I commented 'One of the problems with the hubcap technique is that it tended to fly, and so to be photographed, at an unnatural angle – yet time after time these “unexplained and inexplicable” shots in the book are of fuzzy, out of focus hubcap-like objects at the same kind of angle as I found so irritating when I tried to fake my pictures.'
I am gradually scanning in my old photos and have just found a couple of these hubcap style photos (this was actually a metal camping plate). They were taken over Aviemore in Scotland in a very high wind that meant if you threw the plate against the wind it would hover extremely impressively.

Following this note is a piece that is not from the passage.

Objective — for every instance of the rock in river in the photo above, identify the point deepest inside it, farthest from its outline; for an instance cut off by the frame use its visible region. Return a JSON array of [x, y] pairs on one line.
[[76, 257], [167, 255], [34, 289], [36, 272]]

This is clearly a real saucer because it is hovering in the same position in two separate photos, just at a slightly different angle. This was intentionally done, using the mound the person is standing on in the second image as a reference point. Note also that it was clearly there a long time, as the first shot is in early dawn light and the second much later. (Actually they were minutes apart, that's a bit of cheeky post-processing.)
Here is the traditional much-too-blown-up shot from the image above. If this was in a UFO book we would be asked to note the clear pyramid-shaped lighter coloured propulsion unit beneath, the suggestion of a superstructure above the saucer, and the way the drive field is distorting the air around it.
No, it is just a tin plate, throw frisby-style into the wind.